The FSA has reinforced its warning that some firm’s staff incentive schemes result in their customers being treated unfairly.
Speaking at the Apcims annual conference this week, chief executive Hector Sants said the FSA has identified a number of firms who have failed to recognise the influence of incentive schemes on delivering unfair consumer outcomes.
In its July paper on treating customers fairly, the FSA said senior management of firms should consider how their reward culture plays its part in delivering fair consumer outcomes and has highlighted the issue in a number of speeches.
Sants said: “Where firms have reviewed their reward structures, they have often not put sufficient weight on quality issues and do not go far enough in rewarding good behaviour or fair consumer outcomes.”
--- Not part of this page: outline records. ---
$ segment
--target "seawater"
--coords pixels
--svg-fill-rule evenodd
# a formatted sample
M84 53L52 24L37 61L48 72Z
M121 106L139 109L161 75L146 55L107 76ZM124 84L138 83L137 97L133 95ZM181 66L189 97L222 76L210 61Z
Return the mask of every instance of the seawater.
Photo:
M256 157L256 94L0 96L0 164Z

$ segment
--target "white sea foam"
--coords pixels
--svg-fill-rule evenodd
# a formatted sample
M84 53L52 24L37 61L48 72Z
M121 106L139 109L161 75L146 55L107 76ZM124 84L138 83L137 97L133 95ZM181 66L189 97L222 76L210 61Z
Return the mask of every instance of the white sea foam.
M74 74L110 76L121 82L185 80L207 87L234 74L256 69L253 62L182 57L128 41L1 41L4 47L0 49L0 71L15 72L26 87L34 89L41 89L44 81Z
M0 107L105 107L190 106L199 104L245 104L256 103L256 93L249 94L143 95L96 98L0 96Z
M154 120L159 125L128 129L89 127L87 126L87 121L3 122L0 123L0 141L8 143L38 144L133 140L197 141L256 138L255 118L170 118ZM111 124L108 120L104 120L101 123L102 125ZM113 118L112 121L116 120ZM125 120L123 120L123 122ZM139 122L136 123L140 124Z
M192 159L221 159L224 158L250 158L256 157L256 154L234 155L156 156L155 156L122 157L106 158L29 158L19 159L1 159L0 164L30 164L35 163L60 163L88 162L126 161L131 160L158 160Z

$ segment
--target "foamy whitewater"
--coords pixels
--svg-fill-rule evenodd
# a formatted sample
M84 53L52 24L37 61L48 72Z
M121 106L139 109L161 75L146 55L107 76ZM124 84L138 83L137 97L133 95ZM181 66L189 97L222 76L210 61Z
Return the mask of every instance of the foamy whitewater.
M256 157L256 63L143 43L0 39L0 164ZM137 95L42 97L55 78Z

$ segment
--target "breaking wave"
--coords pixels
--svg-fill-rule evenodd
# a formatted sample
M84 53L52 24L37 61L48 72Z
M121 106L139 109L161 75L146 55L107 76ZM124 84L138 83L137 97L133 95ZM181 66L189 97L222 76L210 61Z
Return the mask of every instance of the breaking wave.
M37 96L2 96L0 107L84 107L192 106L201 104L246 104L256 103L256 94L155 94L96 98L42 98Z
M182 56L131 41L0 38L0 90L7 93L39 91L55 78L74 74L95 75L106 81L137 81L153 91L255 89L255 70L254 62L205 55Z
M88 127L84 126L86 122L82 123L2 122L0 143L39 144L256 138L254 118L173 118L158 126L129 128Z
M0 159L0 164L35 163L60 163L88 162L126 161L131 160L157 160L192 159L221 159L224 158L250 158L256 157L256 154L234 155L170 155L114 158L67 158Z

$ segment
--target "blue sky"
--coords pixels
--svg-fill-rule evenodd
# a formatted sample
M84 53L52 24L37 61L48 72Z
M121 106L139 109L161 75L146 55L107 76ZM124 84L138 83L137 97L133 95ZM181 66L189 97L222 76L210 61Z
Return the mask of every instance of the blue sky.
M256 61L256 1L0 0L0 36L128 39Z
He said this observation was a reflection of a broader shortcoming around senior management’s TCF planning in many firms.
The FSA has already set down two well publicised TCF deadlines- March 2008 for firms to show they have appropriate management information or measures in place to test TCF and December 2008 to demonstrate they are consistently treating their customers fairly.
Sants also told delegates he was confident that European directives will not compromise the FSA’s move to more principle based regulation.
He said: “As we have stated on previous occasions, Community Law is not in itself incompatible with our more principles-based approach. Indeed Directives are quite often intentionally high-level and outcome-focused to allow transposition by the national authority.”